Sam and Alfreda Maloof Foundation for Arts and Crafts, Alta Loma, California
What’s it like to live inside a work of art? The house that America’s most renowned contemporary furniture craftsman, woodworker Sam Maloof (1916-2009), built about 40 miles east of Los Angeles is a marvel of wood shapes, finishes and joinery. Maloof purchased it in 1953 as a six-room house in a lemon grove, and slowly expanded it without plans or drawings; in 2000, threatened by a new freeway, the entire structure was moved three miles to its current 6-acre location.
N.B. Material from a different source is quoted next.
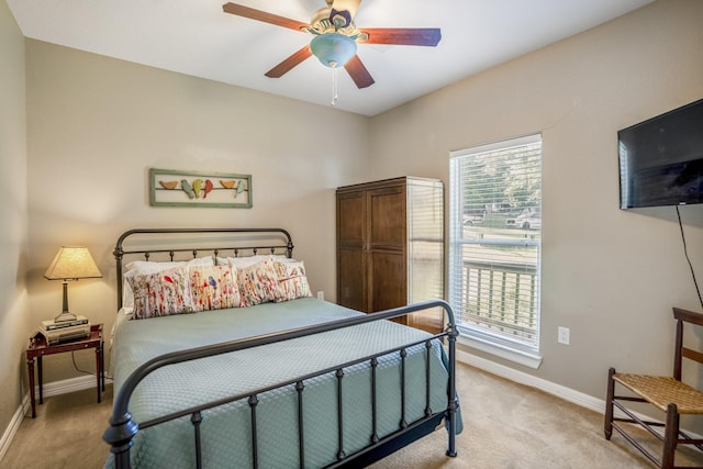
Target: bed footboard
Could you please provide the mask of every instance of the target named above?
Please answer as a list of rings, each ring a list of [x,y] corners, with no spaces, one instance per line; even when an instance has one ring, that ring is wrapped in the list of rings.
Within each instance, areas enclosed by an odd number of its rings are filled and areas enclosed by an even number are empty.
[[[337,395],[337,403],[338,403],[337,415],[336,415],[337,424],[338,424],[338,435],[337,435],[338,453],[337,453],[336,461],[334,461],[327,467],[345,467],[345,466],[362,467],[362,466],[372,464],[376,460],[379,460],[382,457],[395,451],[397,449],[400,449],[401,447],[433,432],[440,424],[442,421],[446,422],[446,427],[448,433],[446,455],[450,457],[456,457],[457,456],[456,434],[457,434],[457,423],[459,418],[458,416],[459,402],[456,394],[456,337],[458,335],[458,331],[456,328],[451,306],[445,301],[434,300],[434,301],[427,301],[427,302],[412,304],[403,308],[398,308],[393,310],[388,310],[384,312],[348,317],[344,320],[322,323],[322,324],[308,326],[308,327],[288,330],[280,333],[268,334],[265,336],[232,340],[232,342],[221,343],[221,344],[205,346],[205,347],[198,347],[198,348],[191,348],[187,350],[165,354],[145,362],[144,365],[138,367],[126,379],[126,381],[123,383],[123,386],[120,388],[119,392],[116,393],[114,398],[113,414],[112,414],[112,417],[110,418],[110,427],[103,434],[103,439],[111,445],[111,453],[114,457],[114,466],[118,469],[131,468],[132,462],[131,462],[130,451],[133,446],[133,438],[135,437],[135,435],[137,435],[141,428],[146,428],[149,426],[154,426],[154,425],[157,425],[167,421],[171,421],[175,418],[180,418],[183,416],[190,416],[190,422],[192,423],[196,466],[198,468],[201,468],[203,449],[200,440],[201,439],[200,425],[202,422],[203,411],[213,409],[220,405],[224,405],[231,402],[243,401],[248,403],[248,406],[250,409],[250,415],[252,415],[252,418],[250,418],[252,457],[250,459],[253,461],[254,468],[259,467],[258,454],[257,454],[258,449],[257,449],[257,418],[256,418],[256,406],[258,402],[257,395],[261,392],[266,392],[266,391],[270,391],[271,389],[275,389],[274,387],[258,389],[253,392],[248,392],[247,394],[232,395],[228,399],[224,399],[224,400],[221,399],[216,402],[209,402],[207,404],[199,405],[197,407],[185,409],[182,411],[178,411],[172,414],[165,415],[153,421],[137,423],[132,418],[132,415],[130,413],[130,399],[135,388],[137,387],[137,384],[140,384],[140,382],[142,382],[149,373],[158,370],[159,368],[163,368],[169,365],[179,364],[179,362],[197,360],[200,358],[228,354],[232,351],[243,350],[243,349],[263,346],[267,344],[295,339],[299,337],[304,337],[313,334],[322,334],[325,332],[335,331],[344,327],[352,327],[355,325],[360,325],[360,324],[370,323],[375,321],[400,317],[416,311],[431,309],[431,308],[442,308],[446,312],[446,317],[448,320],[448,323],[447,323],[446,330],[443,333],[432,336],[427,339],[423,339],[417,343],[406,344],[400,348],[383,350],[381,354],[376,354],[373,356],[359,357],[357,360],[354,360],[350,362],[338,364],[332,368],[316,371],[314,375],[297,377],[293,381],[288,381],[288,382],[282,382],[280,384],[277,384],[276,388],[293,386],[299,394],[299,399],[298,399],[299,457],[298,459],[300,461],[301,468],[305,467],[305,454],[304,454],[305,432],[303,427],[303,421],[304,421],[303,415],[304,415],[305,409],[302,405],[302,392],[305,388],[306,380],[321,375],[325,375],[325,373],[335,373],[338,381],[338,386],[336,388],[337,394],[338,394]],[[431,364],[433,364],[433,361],[429,360],[429,355],[431,353],[433,353],[433,347],[440,346],[439,340],[437,339],[446,340],[446,346],[447,346],[446,371],[448,375],[448,380],[446,383],[447,386],[446,407],[439,409],[439,410],[432,409],[429,404],[429,389],[432,386],[432,383],[429,382],[429,375],[431,375],[429,367],[432,366]],[[425,369],[426,394],[427,394],[426,406],[425,406],[423,417],[415,420],[413,422],[406,422],[405,414],[404,414],[404,406],[405,406],[404,400],[406,394],[405,392],[406,390],[404,389],[405,388],[404,387],[405,354],[408,348],[423,346],[423,344],[427,354],[427,359],[425,360],[426,361],[426,369]],[[401,407],[403,409],[402,411],[403,417],[401,418],[398,431],[394,431],[389,435],[379,437],[376,433],[376,425],[377,425],[376,424],[377,402],[376,402],[376,394],[375,394],[376,386],[377,386],[376,367],[378,365],[379,358],[389,354],[399,354],[400,356],[400,370],[401,370],[400,372],[402,376],[402,379],[401,379],[402,389],[400,391],[400,395],[401,395]],[[344,451],[345,429],[343,426],[344,410],[342,406],[342,403],[343,403],[342,380],[345,375],[344,370],[347,367],[352,367],[358,364],[369,364],[370,366],[370,377],[371,377],[370,387],[372,389],[371,415],[373,420],[373,432],[372,432],[372,435],[370,435],[370,438],[369,438],[370,443],[368,446],[361,448],[360,450],[354,454],[347,455]]]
Visitors can roam the wild-feeling garden and take a guided tour of the interior, where they’ll encounter Maloof’s touch everywhere — from a humble kitchen spice rack to an ethereal spiral staircase and the near-sculptural benches, tables, music stands, rocking chairs and other furniture usually seen only in museums. The tour ends with a rare treat: the chance to run your hands over, and sit in, one of Maloof’s chairs.
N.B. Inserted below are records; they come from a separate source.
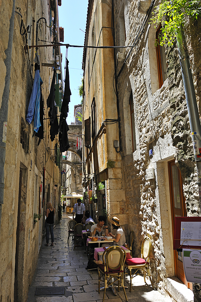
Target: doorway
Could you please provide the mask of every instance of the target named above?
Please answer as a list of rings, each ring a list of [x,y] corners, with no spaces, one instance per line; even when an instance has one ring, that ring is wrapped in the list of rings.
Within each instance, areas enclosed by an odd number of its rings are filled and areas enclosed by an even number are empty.
[[[179,169],[175,165],[174,160],[168,162],[168,168],[173,237],[175,217],[187,216],[187,214],[181,175]],[[185,278],[182,262],[182,252],[176,250],[173,251],[175,277],[184,283],[188,288],[192,290],[192,283],[187,282]]]

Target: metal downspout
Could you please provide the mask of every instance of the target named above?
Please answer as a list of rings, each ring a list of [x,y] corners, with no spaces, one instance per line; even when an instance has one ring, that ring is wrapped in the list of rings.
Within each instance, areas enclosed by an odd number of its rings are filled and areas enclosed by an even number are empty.
[[[10,19],[9,36],[8,48],[5,51],[6,57],[4,64],[6,68],[5,78],[5,86],[4,89],[1,108],[0,108],[0,233],[2,219],[2,205],[4,203],[4,164],[5,158],[5,150],[7,120],[8,108],[10,90],[10,81],[11,68],[12,49],[14,28],[14,18],[15,0],[13,0],[12,14]]]
[[[59,37],[59,13],[58,12],[58,3],[57,0],[55,0],[55,6],[56,11],[56,28],[57,30],[57,41],[59,42],[60,41],[60,38]],[[62,66],[61,66],[61,50],[60,47],[58,46],[57,47],[58,50],[58,56],[59,60],[59,66],[60,69],[61,71],[61,89],[62,91],[62,93],[63,94],[63,76],[62,72]]]
[[[196,162],[200,208],[201,209],[201,126],[184,33],[181,26],[180,29],[180,31],[177,35],[177,40],[190,122],[195,159]]]

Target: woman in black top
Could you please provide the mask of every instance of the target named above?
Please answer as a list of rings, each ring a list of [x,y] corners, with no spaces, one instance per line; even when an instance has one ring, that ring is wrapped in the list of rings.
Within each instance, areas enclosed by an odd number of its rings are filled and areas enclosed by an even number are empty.
[[[54,245],[54,234],[53,232],[54,227],[54,216],[55,215],[55,209],[52,205],[51,202],[47,202],[46,204],[47,210],[46,212],[45,220],[45,230],[46,230],[46,244],[48,246],[49,242],[49,227],[51,235],[51,246]]]

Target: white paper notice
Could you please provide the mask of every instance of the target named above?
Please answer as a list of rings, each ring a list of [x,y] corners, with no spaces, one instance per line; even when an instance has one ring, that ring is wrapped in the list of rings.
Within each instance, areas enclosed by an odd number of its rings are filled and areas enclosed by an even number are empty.
[[[201,283],[201,252],[183,249],[183,265],[188,282]]]
[[[180,244],[182,244],[201,246],[201,222],[181,222]]]

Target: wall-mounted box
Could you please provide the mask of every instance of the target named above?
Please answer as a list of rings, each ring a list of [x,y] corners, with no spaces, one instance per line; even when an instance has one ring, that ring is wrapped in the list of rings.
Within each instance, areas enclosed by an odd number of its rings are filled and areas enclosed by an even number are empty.
[[[146,179],[152,179],[155,178],[154,168],[146,169]]]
How to visit: Docent-led tours are available Fridays and Saturdays, at 10 and 11:45 a.m. and 1:30 p.m. Reservations are recommended ($25 for adults, $22 for 65 and older). A self-guided tour of the Maloof Water Wise Discovery Gardens is free and open to the public Thursdays and Saturdays, from 10 a.m. to 4 p.m.
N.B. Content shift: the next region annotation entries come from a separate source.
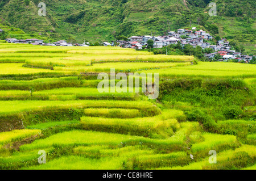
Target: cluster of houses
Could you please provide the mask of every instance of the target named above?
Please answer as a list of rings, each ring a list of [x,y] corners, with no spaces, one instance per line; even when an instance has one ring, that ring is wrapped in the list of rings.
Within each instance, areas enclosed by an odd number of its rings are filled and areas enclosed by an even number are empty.
[[[183,39],[181,37],[182,36],[185,36],[187,37]],[[231,47],[229,45],[229,42],[225,39],[218,41],[217,45],[210,45],[209,43],[204,42],[204,39],[210,40],[213,39],[213,37],[205,31],[202,30],[196,31],[196,28],[193,27],[192,30],[179,29],[177,33],[174,31],[170,31],[168,32],[168,36],[133,36],[128,39],[129,41],[112,41],[112,45],[114,46],[117,44],[118,46],[123,48],[140,49],[142,49],[143,47],[147,48],[148,45],[147,41],[152,40],[154,41],[154,48],[162,48],[170,44],[177,44],[180,41],[183,47],[186,44],[190,44],[194,48],[199,46],[202,49],[212,48],[213,53],[205,54],[205,57],[208,59],[213,59],[216,54],[219,54],[222,57],[221,59],[218,60],[220,61],[227,61],[229,60],[236,59],[238,60],[238,62],[243,60],[246,62],[249,62],[253,59],[253,57],[242,55],[241,53],[231,50]],[[109,45],[109,44],[105,45]]]
[[[0,31],[2,30],[0,29]],[[185,38],[184,38],[185,37]],[[213,59],[217,54],[220,55],[221,59],[220,61],[227,61],[229,60],[237,60],[238,62],[243,60],[246,62],[249,62],[253,59],[252,56],[243,55],[241,53],[236,52],[235,50],[230,50],[229,42],[226,39],[222,39],[217,41],[217,45],[210,45],[208,42],[204,40],[210,40],[213,39],[212,36],[207,33],[205,31],[200,30],[196,30],[196,28],[193,27],[192,30],[185,29],[177,30],[177,33],[174,31],[168,32],[168,36],[133,36],[128,39],[128,41],[118,40],[112,41],[112,43],[108,42],[103,42],[104,46],[119,46],[123,48],[134,48],[141,49],[143,47],[147,48],[147,41],[152,40],[154,41],[154,48],[162,48],[164,47],[168,46],[171,44],[176,44],[178,42],[180,43],[181,45],[184,47],[187,44],[190,44],[194,48],[197,46],[201,47],[202,49],[207,48],[212,48],[213,53],[205,54],[205,57],[208,59]],[[29,43],[32,45],[40,45],[45,46],[67,46],[72,47],[81,46],[88,47],[89,43],[82,44],[72,44],[68,43],[65,40],[60,40],[52,43],[44,43],[42,40],[36,39],[31,39],[27,40],[17,40],[16,39],[7,39],[5,40],[8,43]],[[220,57],[220,56],[218,56]]]
[[[182,36],[185,36],[187,37],[182,39],[181,37]],[[212,39],[213,37],[210,34],[202,30],[196,31],[196,28],[195,27],[192,28],[192,30],[179,29],[177,33],[170,31],[168,36],[133,36],[128,39],[129,41],[117,41],[117,43],[122,47],[142,49],[143,46],[147,47],[148,45],[147,41],[151,39],[154,41],[154,48],[161,48],[170,44],[177,44],[179,41],[180,41],[183,47],[189,44],[194,47],[200,46],[205,48],[209,48],[210,44],[204,43],[203,40],[209,40]],[[114,41],[112,41],[113,46],[114,43]]]
[[[16,39],[6,39],[5,40],[8,43],[23,43],[30,44],[34,45],[43,45],[43,46],[63,46],[63,47],[73,47],[71,43],[68,43],[65,40],[60,40],[52,43],[44,43],[43,40],[36,39],[26,39],[26,40],[17,40]],[[87,44],[76,44],[75,46],[89,47]]]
Thomas Hart Benton Home and Studio State Historic Site, Kansas City, Missouri
In the mid-1930s, when Thomas Hart Benton (1889-1975) became the first artist ever to have a work featured on the cover of Time magazine, he was at the peak of his career as a painter known for his powerful murals depicting rural and populist themes. His success is evident in this imposing, 7,800-square-foot limestone edifice purchased in 1939. The interior remains much as it was when Benton’s wife died, just 11 weeks after his own death, and the furnishings include the baby grand piano that figured prominently in the life of the family. The artist’s studio was in the carriage house, where today his easel, tubes of paint and coffee cans jammed full of brushes evoke the spirit of the artist, who died on this spot unexpectedly one evening before he could sign his last work, The Sources of Country Music.
How to visit: Guided tours are available Mondays and Thursdays through Saturdays, from 10 a.m. to 4 p.m., and Sundays, from 11 a.m. to 4 p.m. ($5 for adults). Note: Stairs are required to access the second floor of the house.
Georgia O’Keeffe Home and Studio, Abiquiú, New Mexico
Among America’s most iconic painters, Georgia O’Keeffe (1887-1986) adopted a pared-down, restrained style in both her art and her personal appearance. Located about 60 miles northwest of Santa Fe, this 5,000-square-foot compound — parts of which date to the 18th century — shares the same aesthetic, with adobe walls in neutral shades, the spare courtyard with the black door she painted multiple times, and choice modernist furnishings arranged meticulously alongside weathered rocks, a snake skeleton and other objects O’Keeffe collected in the desert. But it was a flesh-and-blood woman, not an icon, who made this her permanent home in 1949, and in the kitchen you’ll sense that in the many jars of dried herbs (some from her own garden), the shelves filled with pots, pans and crocks, and even the yogurt maker that O’Keeffe, an avid cook, used often during her life.
How to visit: The home is open for tours seasonally with advance reservations ($55 for nonmembers age 10 and up).
San Francisco journalist Christopher Hall has covered cultural topics for a wide variety of national publications, including Smithsonian, Architectural Digest, National Geographic Traveler, Saveur and the New York Times.